基于第一原理的计算框架研究用于人类透明软骨支架支持细胞治疗的水凝胶聚合物网络的纳米和仿生特性

• 批准号: 0727870
• 负责人: William Goddard
• 金额: $ 25万
• 依托单位: California Institute of Technology
• 依托单位国家: 美国
• 项目类别: Standard Grant
• 财政年份: 2007
• 资助国家: 美国
• 起止时间: 2007-08-01 至 2010-07-31
• 项目状态: 已结题
• 来源: https://www.nsf.gov/awardsearch/showAward?AWD_ID=0727870&HistoricalAwards=false
• 关键词: First; Principles; Based; Computational; Framework

This research will develop a strategy for using first principles theory and computation to determine the atomistic details of polymer hydrogel double network structures applicable in the development of scaffold-supported cell therapies to promote cartilage regeneration. Recent advances in first-principles-based molecular simulations that allow the description of systems with 1,000s-millions of atoms with chemical and structural detail at the Materials and Processing Simulation Center in the California Institute of Technology will enable the essential framework to: 1) simulate the critical nano bio-mechanical properties of gel polymer networks, including mechanoregulation, and 2) develop an increased understanding of fundamental mechanisms that regulate in-vivo performance for the development of new/enhanced materials. This work will validate the strategy on prototypical systems and set the stage for important applications in Tissue Engineering.This research is critical to improve our understanding of, and to enhance our ability to emulate the, nano-mechanical properties of natural cartilage. Cartilage has a limited self-repair capacity and traditional therapies for musculoskeletal conditions involving cartilaginous tissue have relied on surgical procedures for full joint replacements when local repair/replacement is not possible; these methods have proven to be ineffective in the long-term. Musculoskeletal conditions remain as one of the major health concerns in the United States imposing a huge economic load on individual/public health care costs, leading to prolonged disabilities and decreased productivity of our workforce, with further socio-economic impact. Engineering/Science students will be recruited for this research and findings incorporated into a course on "Atomistic Simulation of Materials" at Caltech.
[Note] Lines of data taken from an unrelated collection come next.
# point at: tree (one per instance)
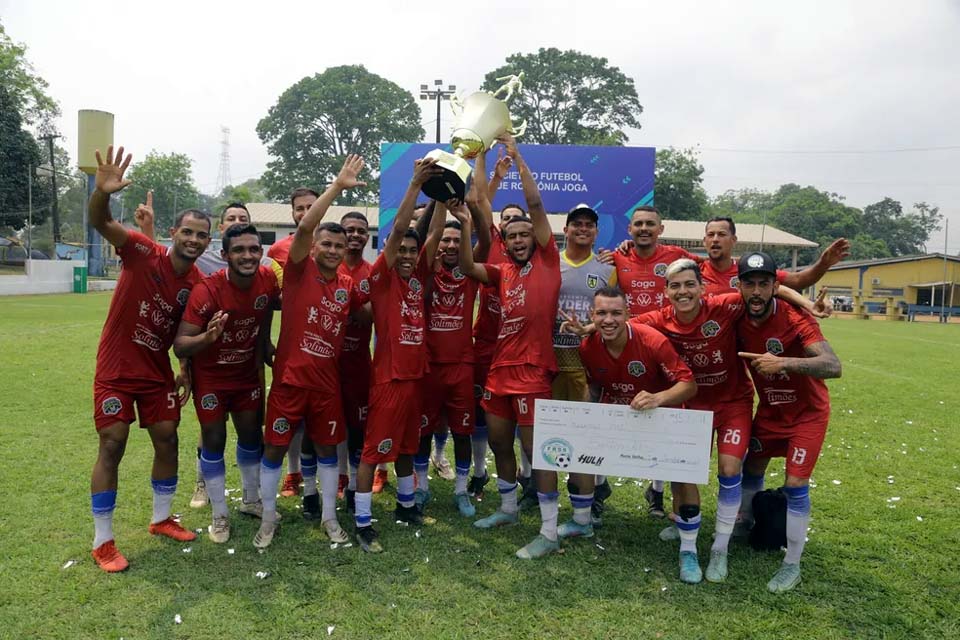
(320, 119)
(678, 184)
(170, 177)
(570, 98)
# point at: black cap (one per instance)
(756, 262)
(582, 210)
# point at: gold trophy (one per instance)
(481, 118)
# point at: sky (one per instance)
(861, 98)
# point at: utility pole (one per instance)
(439, 94)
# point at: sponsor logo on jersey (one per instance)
(209, 401)
(557, 452)
(636, 368)
(111, 406)
(774, 346)
(710, 328)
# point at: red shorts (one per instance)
(514, 407)
(448, 392)
(394, 421)
(321, 413)
(800, 445)
(731, 426)
(111, 405)
(212, 404)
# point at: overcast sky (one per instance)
(813, 81)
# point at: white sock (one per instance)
(549, 511)
(329, 476)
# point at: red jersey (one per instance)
(280, 250)
(356, 344)
(450, 313)
(529, 295)
(717, 282)
(786, 398)
(648, 363)
(488, 313)
(230, 360)
(400, 352)
(644, 279)
(708, 345)
(143, 317)
(312, 326)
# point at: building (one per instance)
(905, 287)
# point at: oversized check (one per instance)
(615, 440)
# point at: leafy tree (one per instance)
(170, 177)
(678, 184)
(570, 98)
(321, 119)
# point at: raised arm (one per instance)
(346, 179)
(109, 180)
(837, 251)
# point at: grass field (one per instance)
(874, 566)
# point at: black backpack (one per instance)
(769, 531)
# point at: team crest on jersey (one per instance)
(710, 328)
(111, 406)
(281, 426)
(774, 346)
(636, 368)
(209, 401)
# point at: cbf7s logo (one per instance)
(774, 346)
(557, 452)
(710, 328)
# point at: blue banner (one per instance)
(611, 180)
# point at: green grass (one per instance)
(869, 570)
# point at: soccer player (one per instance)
(301, 200)
(790, 359)
(397, 283)
(223, 332)
(524, 362)
(624, 364)
(317, 302)
(133, 364)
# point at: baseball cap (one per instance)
(582, 210)
(756, 262)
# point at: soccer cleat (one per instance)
(690, 571)
(444, 470)
(497, 519)
(410, 515)
(291, 485)
(476, 485)
(172, 529)
(669, 534)
(379, 480)
(538, 547)
(655, 502)
(109, 558)
(367, 539)
(199, 499)
(464, 506)
(717, 569)
(219, 531)
(786, 578)
(268, 528)
(573, 529)
(334, 531)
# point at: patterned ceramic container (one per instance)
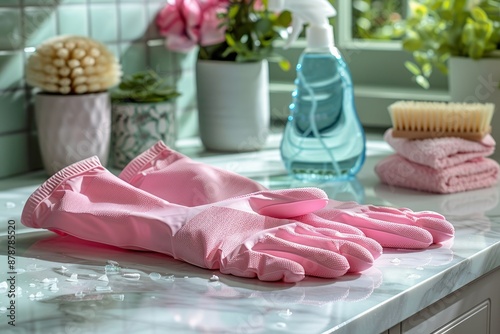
(138, 126)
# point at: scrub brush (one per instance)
(420, 120)
(72, 64)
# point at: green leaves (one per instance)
(438, 29)
(250, 34)
(143, 87)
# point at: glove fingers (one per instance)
(440, 229)
(358, 257)
(391, 235)
(320, 222)
(371, 245)
(316, 261)
(266, 267)
(288, 203)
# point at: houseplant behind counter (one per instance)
(71, 76)
(235, 40)
(143, 113)
(462, 40)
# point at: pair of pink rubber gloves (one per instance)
(165, 202)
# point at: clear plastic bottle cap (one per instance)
(319, 36)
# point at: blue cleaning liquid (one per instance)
(323, 138)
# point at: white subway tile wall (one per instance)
(126, 27)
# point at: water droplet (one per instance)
(285, 314)
(73, 278)
(32, 267)
(79, 294)
(48, 281)
(132, 276)
(280, 325)
(155, 276)
(10, 205)
(103, 278)
(118, 297)
(169, 278)
(111, 269)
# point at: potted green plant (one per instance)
(234, 41)
(71, 76)
(142, 114)
(438, 30)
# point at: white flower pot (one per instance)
(477, 81)
(138, 126)
(233, 104)
(72, 128)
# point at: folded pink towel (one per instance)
(398, 171)
(440, 153)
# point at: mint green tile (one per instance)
(39, 24)
(133, 57)
(73, 20)
(72, 1)
(40, 2)
(104, 22)
(10, 28)
(11, 70)
(133, 22)
(11, 2)
(160, 59)
(12, 111)
(15, 157)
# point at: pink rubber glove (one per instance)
(170, 175)
(87, 201)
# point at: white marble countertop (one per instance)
(50, 299)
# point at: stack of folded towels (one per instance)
(439, 165)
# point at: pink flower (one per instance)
(187, 23)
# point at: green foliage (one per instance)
(439, 29)
(377, 19)
(250, 34)
(143, 87)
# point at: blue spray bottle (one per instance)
(323, 137)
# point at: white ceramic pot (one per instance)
(477, 81)
(233, 104)
(72, 128)
(138, 126)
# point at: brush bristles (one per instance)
(441, 119)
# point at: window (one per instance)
(367, 32)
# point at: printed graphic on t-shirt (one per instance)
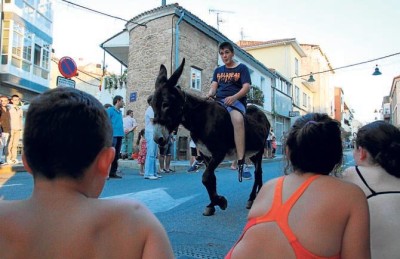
(227, 77)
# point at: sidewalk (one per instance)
(176, 165)
(183, 165)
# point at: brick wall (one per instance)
(155, 45)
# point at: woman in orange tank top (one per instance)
(308, 213)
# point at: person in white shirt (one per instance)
(16, 129)
(130, 125)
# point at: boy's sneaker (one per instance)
(246, 173)
(151, 177)
(193, 168)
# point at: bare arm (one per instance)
(356, 241)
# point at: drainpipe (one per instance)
(177, 39)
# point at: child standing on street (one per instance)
(141, 143)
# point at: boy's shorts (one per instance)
(237, 105)
(193, 151)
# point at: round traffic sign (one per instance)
(67, 67)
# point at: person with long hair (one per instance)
(308, 213)
(377, 172)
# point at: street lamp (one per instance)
(377, 72)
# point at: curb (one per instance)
(181, 165)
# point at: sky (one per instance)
(348, 32)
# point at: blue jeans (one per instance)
(150, 168)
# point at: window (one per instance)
(195, 79)
(296, 95)
(5, 41)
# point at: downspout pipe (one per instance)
(177, 39)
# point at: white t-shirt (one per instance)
(129, 123)
(149, 114)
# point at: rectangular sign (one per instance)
(294, 113)
(132, 97)
(65, 82)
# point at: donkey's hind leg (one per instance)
(257, 161)
(210, 182)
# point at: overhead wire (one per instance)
(351, 65)
(105, 14)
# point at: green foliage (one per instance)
(255, 95)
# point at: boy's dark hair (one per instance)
(64, 131)
(129, 112)
(314, 144)
(382, 141)
(117, 98)
(226, 45)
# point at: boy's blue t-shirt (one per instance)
(231, 80)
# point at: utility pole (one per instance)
(218, 12)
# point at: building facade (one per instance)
(166, 35)
(26, 47)
(395, 102)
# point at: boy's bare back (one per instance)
(67, 149)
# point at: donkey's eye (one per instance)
(164, 106)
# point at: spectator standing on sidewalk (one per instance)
(150, 168)
(64, 217)
(16, 129)
(308, 213)
(115, 115)
(127, 141)
(5, 128)
(377, 172)
(141, 143)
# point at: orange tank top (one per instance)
(279, 213)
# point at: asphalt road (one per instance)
(178, 200)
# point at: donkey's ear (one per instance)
(174, 78)
(162, 77)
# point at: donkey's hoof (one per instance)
(209, 211)
(249, 204)
(222, 203)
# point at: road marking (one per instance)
(157, 200)
(9, 185)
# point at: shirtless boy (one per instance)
(67, 149)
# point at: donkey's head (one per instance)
(167, 103)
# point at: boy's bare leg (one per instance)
(238, 128)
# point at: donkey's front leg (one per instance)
(210, 182)
(257, 161)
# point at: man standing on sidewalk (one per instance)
(16, 129)
(127, 141)
(5, 128)
(115, 115)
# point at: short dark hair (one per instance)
(226, 45)
(382, 141)
(65, 129)
(129, 112)
(117, 98)
(314, 144)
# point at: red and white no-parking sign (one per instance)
(67, 67)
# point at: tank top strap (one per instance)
(297, 194)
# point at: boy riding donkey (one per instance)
(230, 84)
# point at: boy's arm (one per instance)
(157, 244)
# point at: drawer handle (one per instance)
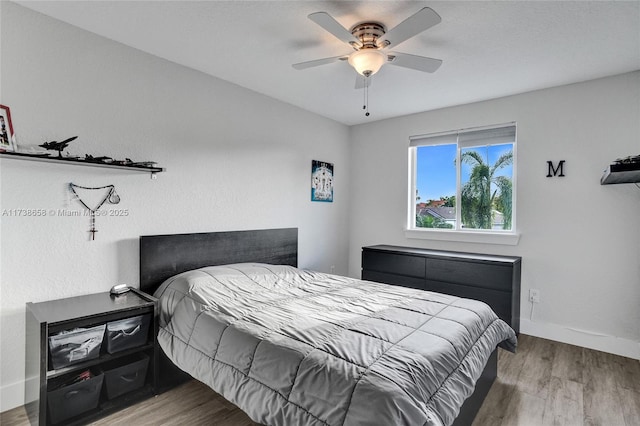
(125, 333)
(73, 393)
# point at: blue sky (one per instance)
(436, 170)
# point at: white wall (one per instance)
(235, 160)
(580, 241)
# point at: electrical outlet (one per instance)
(534, 295)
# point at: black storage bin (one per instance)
(74, 399)
(127, 333)
(127, 375)
(77, 345)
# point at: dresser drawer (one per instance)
(412, 266)
(477, 274)
(499, 301)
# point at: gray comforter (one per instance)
(296, 347)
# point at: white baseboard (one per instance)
(600, 342)
(12, 395)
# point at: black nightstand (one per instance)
(46, 319)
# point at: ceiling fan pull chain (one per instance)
(366, 97)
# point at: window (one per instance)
(464, 180)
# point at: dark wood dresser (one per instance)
(492, 279)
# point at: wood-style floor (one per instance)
(545, 383)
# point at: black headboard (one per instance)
(163, 256)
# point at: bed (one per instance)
(290, 346)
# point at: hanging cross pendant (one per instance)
(93, 229)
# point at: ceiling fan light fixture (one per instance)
(367, 61)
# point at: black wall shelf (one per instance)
(79, 162)
(621, 173)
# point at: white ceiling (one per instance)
(489, 48)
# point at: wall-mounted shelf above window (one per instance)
(621, 173)
(81, 162)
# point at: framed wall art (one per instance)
(321, 181)
(6, 129)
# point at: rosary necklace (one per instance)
(111, 196)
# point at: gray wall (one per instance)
(580, 241)
(235, 160)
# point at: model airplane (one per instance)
(101, 160)
(58, 146)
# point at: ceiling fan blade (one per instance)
(419, 63)
(318, 62)
(362, 82)
(420, 21)
(327, 22)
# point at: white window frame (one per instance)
(462, 138)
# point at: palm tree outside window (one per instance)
(475, 166)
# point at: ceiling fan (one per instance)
(370, 41)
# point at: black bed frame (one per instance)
(163, 256)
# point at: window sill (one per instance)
(464, 236)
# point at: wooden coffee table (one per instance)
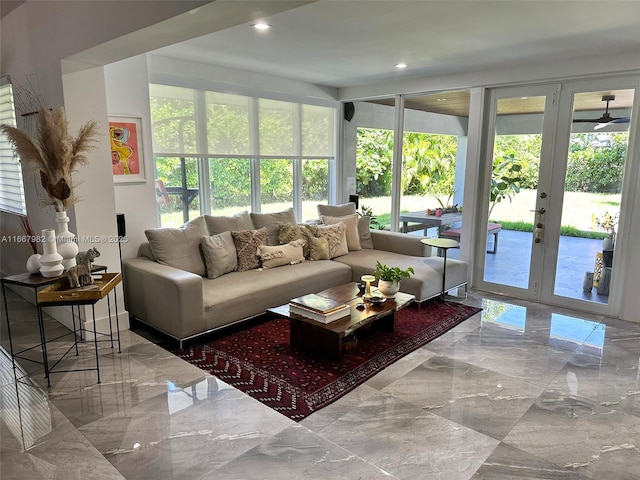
(328, 339)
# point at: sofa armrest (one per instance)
(165, 297)
(400, 243)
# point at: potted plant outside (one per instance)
(389, 278)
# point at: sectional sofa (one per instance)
(215, 271)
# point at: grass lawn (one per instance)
(579, 209)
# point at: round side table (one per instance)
(443, 244)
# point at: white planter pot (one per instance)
(65, 241)
(388, 289)
(33, 263)
(51, 260)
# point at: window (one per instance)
(222, 153)
(11, 186)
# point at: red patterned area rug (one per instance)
(260, 362)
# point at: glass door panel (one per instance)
(513, 199)
(592, 194)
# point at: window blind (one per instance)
(11, 186)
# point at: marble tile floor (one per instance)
(519, 391)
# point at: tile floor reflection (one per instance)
(519, 391)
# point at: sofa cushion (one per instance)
(179, 247)
(219, 254)
(318, 248)
(247, 242)
(218, 224)
(364, 232)
(336, 237)
(271, 222)
(288, 232)
(351, 229)
(425, 283)
(278, 255)
(336, 210)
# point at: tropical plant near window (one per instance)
(505, 179)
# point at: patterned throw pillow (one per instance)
(279, 255)
(335, 236)
(247, 242)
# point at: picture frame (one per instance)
(127, 153)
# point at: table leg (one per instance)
(444, 271)
(95, 339)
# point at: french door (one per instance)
(553, 170)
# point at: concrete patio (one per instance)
(510, 264)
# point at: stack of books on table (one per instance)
(319, 308)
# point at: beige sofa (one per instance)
(166, 288)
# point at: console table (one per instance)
(39, 284)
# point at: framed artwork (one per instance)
(125, 139)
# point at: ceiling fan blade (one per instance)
(615, 120)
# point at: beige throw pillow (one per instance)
(247, 243)
(219, 254)
(351, 224)
(318, 249)
(271, 222)
(335, 236)
(179, 247)
(279, 255)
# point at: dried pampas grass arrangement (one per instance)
(54, 152)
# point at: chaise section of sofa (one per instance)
(208, 274)
(402, 250)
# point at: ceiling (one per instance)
(341, 43)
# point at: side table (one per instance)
(59, 294)
(36, 282)
(443, 244)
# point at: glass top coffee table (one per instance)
(327, 339)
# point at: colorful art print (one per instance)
(126, 149)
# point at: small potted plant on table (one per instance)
(389, 278)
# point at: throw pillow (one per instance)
(336, 210)
(318, 249)
(247, 242)
(218, 224)
(219, 254)
(179, 247)
(279, 255)
(288, 232)
(351, 224)
(364, 231)
(271, 222)
(336, 237)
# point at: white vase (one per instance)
(51, 260)
(33, 263)
(388, 289)
(65, 241)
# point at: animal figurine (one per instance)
(79, 276)
(87, 257)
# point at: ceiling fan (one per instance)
(605, 119)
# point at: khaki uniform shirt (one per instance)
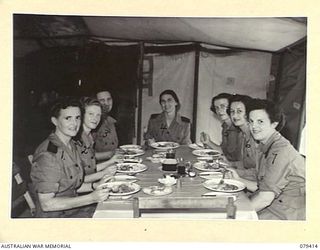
(231, 142)
(178, 131)
(282, 171)
(105, 137)
(56, 169)
(85, 147)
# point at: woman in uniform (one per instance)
(57, 171)
(168, 125)
(280, 193)
(246, 167)
(231, 135)
(91, 109)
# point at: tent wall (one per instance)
(174, 72)
(241, 73)
(290, 92)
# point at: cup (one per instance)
(171, 154)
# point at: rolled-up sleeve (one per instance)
(46, 173)
(276, 171)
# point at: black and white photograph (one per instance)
(159, 117)
(159, 122)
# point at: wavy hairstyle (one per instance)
(273, 110)
(173, 94)
(217, 97)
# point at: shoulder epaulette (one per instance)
(185, 119)
(153, 116)
(52, 148)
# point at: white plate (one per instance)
(211, 175)
(206, 152)
(214, 185)
(210, 167)
(195, 146)
(130, 147)
(131, 168)
(124, 177)
(157, 190)
(131, 152)
(123, 187)
(164, 145)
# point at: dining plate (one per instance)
(206, 152)
(132, 152)
(228, 185)
(210, 175)
(206, 166)
(118, 188)
(164, 145)
(157, 190)
(131, 168)
(130, 147)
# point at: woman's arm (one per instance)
(100, 156)
(49, 202)
(262, 200)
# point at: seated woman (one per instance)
(168, 125)
(57, 171)
(91, 109)
(248, 147)
(280, 193)
(231, 136)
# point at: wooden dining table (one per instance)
(189, 189)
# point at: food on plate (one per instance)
(126, 167)
(225, 187)
(119, 188)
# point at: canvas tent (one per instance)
(138, 57)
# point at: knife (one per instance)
(221, 194)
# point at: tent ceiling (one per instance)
(268, 34)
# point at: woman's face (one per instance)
(221, 106)
(168, 103)
(91, 117)
(68, 122)
(238, 114)
(260, 125)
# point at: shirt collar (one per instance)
(265, 147)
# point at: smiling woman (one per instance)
(57, 171)
(168, 125)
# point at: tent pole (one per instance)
(140, 87)
(195, 93)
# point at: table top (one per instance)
(191, 188)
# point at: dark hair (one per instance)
(173, 94)
(63, 103)
(217, 97)
(89, 101)
(273, 110)
(239, 98)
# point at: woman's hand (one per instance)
(104, 179)
(150, 141)
(100, 195)
(204, 138)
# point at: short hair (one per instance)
(217, 97)
(274, 111)
(173, 94)
(245, 99)
(63, 103)
(89, 101)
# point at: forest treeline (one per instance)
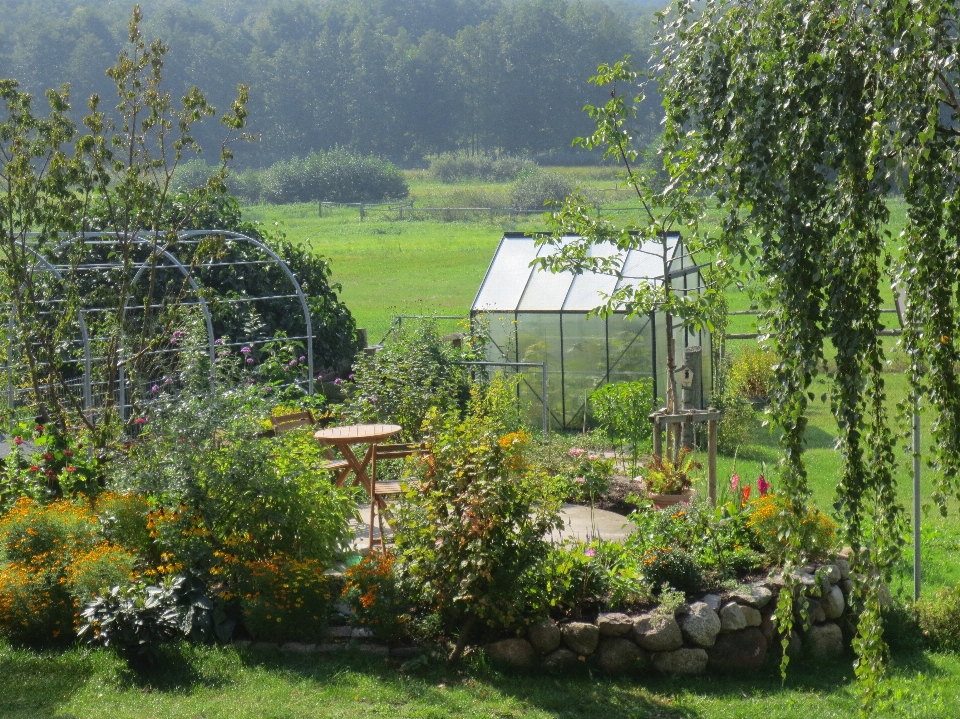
(402, 79)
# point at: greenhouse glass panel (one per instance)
(507, 276)
(584, 362)
(538, 340)
(538, 316)
(590, 290)
(631, 348)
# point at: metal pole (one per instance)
(916, 500)
(543, 396)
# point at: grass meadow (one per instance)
(386, 267)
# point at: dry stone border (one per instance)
(731, 632)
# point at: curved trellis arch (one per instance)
(172, 256)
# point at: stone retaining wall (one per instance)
(732, 631)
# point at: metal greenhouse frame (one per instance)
(536, 316)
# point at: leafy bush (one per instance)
(374, 596)
(193, 174)
(282, 598)
(334, 176)
(736, 422)
(576, 577)
(673, 567)
(470, 537)
(52, 559)
(138, 618)
(535, 189)
(456, 166)
(818, 537)
(719, 540)
(256, 275)
(663, 475)
(591, 475)
(751, 374)
(939, 619)
(412, 374)
(215, 479)
(622, 410)
(58, 466)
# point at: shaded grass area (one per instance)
(212, 683)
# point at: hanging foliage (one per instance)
(802, 116)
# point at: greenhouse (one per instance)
(534, 316)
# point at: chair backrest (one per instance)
(285, 422)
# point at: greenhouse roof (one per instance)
(512, 285)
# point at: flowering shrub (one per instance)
(53, 560)
(751, 374)
(665, 476)
(213, 477)
(590, 475)
(282, 598)
(413, 373)
(622, 410)
(374, 596)
(818, 537)
(470, 536)
(671, 566)
(718, 540)
(59, 466)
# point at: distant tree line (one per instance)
(402, 79)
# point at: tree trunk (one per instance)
(462, 639)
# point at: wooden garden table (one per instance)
(344, 437)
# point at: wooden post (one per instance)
(657, 437)
(712, 462)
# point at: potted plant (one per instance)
(668, 481)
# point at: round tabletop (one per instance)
(357, 433)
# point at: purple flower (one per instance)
(763, 485)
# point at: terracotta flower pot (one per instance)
(669, 500)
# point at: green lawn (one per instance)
(213, 683)
(392, 267)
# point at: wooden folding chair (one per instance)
(380, 490)
(286, 422)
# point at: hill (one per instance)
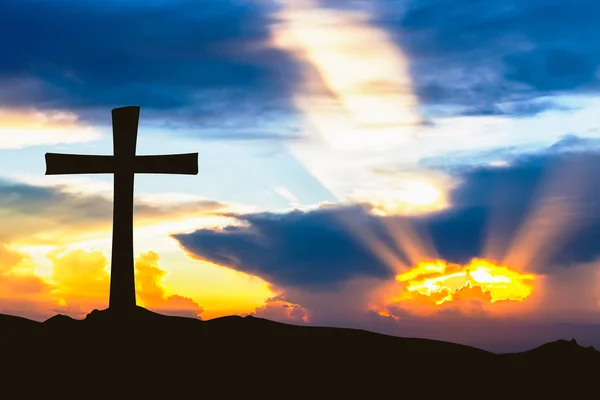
(151, 353)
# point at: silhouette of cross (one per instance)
(124, 165)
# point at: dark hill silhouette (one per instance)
(152, 353)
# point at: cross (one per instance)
(124, 164)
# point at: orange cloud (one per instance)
(80, 282)
(151, 291)
(22, 292)
(29, 127)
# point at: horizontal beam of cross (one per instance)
(62, 164)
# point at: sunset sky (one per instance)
(422, 168)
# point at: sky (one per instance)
(420, 168)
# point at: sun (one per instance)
(481, 279)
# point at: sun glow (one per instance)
(443, 282)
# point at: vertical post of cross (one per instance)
(122, 283)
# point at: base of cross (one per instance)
(133, 313)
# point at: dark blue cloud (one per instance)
(497, 57)
(310, 249)
(320, 247)
(205, 58)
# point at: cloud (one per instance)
(538, 214)
(496, 57)
(278, 309)
(22, 292)
(22, 128)
(79, 283)
(179, 59)
(300, 248)
(151, 292)
(50, 215)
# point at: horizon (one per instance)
(418, 170)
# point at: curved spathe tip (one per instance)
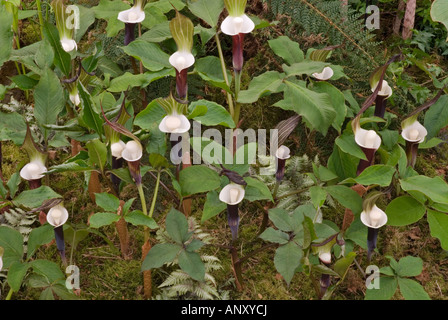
(181, 60)
(236, 25)
(232, 194)
(375, 218)
(117, 148)
(368, 139)
(57, 216)
(326, 74)
(33, 171)
(386, 90)
(283, 153)
(133, 15)
(132, 151)
(415, 132)
(68, 44)
(175, 123)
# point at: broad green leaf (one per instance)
(6, 34)
(275, 236)
(314, 107)
(12, 242)
(216, 114)
(159, 255)
(97, 153)
(197, 179)
(213, 206)
(438, 225)
(62, 59)
(207, 10)
(347, 197)
(102, 219)
(409, 267)
(436, 117)
(34, 198)
(177, 226)
(412, 290)
(377, 174)
(12, 127)
(265, 84)
(39, 236)
(346, 142)
(138, 218)
(256, 190)
(49, 99)
(16, 273)
(108, 10)
(150, 54)
(434, 188)
(287, 49)
(307, 67)
(107, 201)
(388, 287)
(337, 100)
(191, 263)
(287, 260)
(404, 210)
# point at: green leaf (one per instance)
(38, 237)
(285, 221)
(388, 286)
(102, 219)
(97, 153)
(177, 226)
(434, 188)
(213, 206)
(412, 290)
(12, 127)
(287, 260)
(159, 255)
(107, 201)
(49, 99)
(377, 174)
(404, 210)
(197, 179)
(346, 142)
(287, 49)
(108, 10)
(12, 242)
(337, 100)
(62, 59)
(6, 34)
(438, 224)
(257, 190)
(216, 114)
(439, 12)
(275, 236)
(88, 115)
(316, 108)
(347, 197)
(16, 273)
(138, 218)
(307, 67)
(191, 263)
(150, 54)
(34, 198)
(265, 84)
(342, 266)
(409, 267)
(207, 10)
这项研究将开发一种策略，利用第一性原理理论和计算来确定聚合物水凝胶双网络结构的原子学细节，适用于支架支持的细胞疗法的开发，以促进软骨再生。加州理工大学材料与加工模拟中心基于第一性原理的分子模拟技术的最新进展，可以描述具有1,000-数百万个原子的系统，并提供详细的化学和结构信息，这将使基本框架能够实现：1)模拟凝胶聚合物网络的关键纳米生物机械性能，包括机械调节，以及2)加深对调节体内性能的基本机制的理解，以开发新型/增强型材料。这项工作将在原型系统上验证该策略，并为组织工程中的重要应用奠定基础。这项研究对于提高我们对天然软骨的纳米力学性能的理解和增强我们的模拟能力至关重要。软骨的自我修复能力有限，涉及软骨组织的肌肉骨骼疾病的传统治疗方法依赖于外科手术，在局部修复/替换不可能的情况下进行完全关节置换；这些方法已被证明长期无效。肌肉骨骼疾病仍然是美国的主要健康问题之一，给个人/公共卫生保健费用带来了巨大的经济负担，导致长期残疾和劳动力生产率下降，并产生进一步的社会经济影响。工程/科学专业的学生将被招募参加这项研究，研究结果将被纳入加州理工大学的一门关于材料的原子模拟的课程。